Signs Of Alignment Issues
Some of the signs that you might have an alignment issue and need to go to an auto-alignment repair shop are small things that you start to notice over time. They can direct you to a big problem, but someone who has never driven your car might not see them at first if they took your car for a ride. The car pulling left or right, banging in the front end when going over bumps, and odd steering can all be things you notice when driving. Visually, uneven tire wear can be an indicator of a car that is out of alignment.
Checking The Alignment
Take your car into a shop that has an alignment rack as soon as you suspect there is a problem. The car is put on the alignment rack and the sensors placed on the wheels of the vehicle.

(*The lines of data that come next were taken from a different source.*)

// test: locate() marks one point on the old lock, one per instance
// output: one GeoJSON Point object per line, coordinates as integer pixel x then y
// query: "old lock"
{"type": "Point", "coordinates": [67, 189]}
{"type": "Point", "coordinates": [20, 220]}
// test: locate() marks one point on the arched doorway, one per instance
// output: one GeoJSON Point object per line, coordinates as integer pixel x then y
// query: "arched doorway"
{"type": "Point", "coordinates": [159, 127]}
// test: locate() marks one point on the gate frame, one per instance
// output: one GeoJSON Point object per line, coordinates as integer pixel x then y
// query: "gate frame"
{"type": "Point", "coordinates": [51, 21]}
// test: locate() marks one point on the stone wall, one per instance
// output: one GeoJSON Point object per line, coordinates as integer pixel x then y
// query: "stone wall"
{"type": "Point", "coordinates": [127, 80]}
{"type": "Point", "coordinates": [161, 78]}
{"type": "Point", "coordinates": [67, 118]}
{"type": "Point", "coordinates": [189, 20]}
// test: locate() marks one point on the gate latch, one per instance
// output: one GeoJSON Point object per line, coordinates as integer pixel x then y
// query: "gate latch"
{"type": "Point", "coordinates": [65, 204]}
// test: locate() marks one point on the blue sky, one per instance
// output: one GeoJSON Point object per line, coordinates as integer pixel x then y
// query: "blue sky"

The technician will use the machine to measure many different points on the suspension with a laser to verify if it is where it is supposed to be. Once he has all the measurements, the tech can check them against the factor measurements to ensure the tires and suspension are in the right place. If they are not, the car will need to be aligned.
What is Done During the Alignment?
If the car is determined to be out of alignment, the technician will begin to look for bad ball joints, struts, shocks, and steering components. Sometimes the front end only needs to be adjusted, but if there are worn parts in the car, the alignment will not hold for very long. You are better off to replace the worn parts while you are aligning the car if you want to get the most of the alignment.
The laser and sensors are used to make the adjustments needed for the alignment once the tech finishes replacing the parts. If the tires have been damaged while the car was out of alignment, you might need to replace those too. But don't just look at the front tires. On modern vehicles, alignments include all four wheels. While there are shops that still do front end alignments only, most understand the need to align the whole car these days.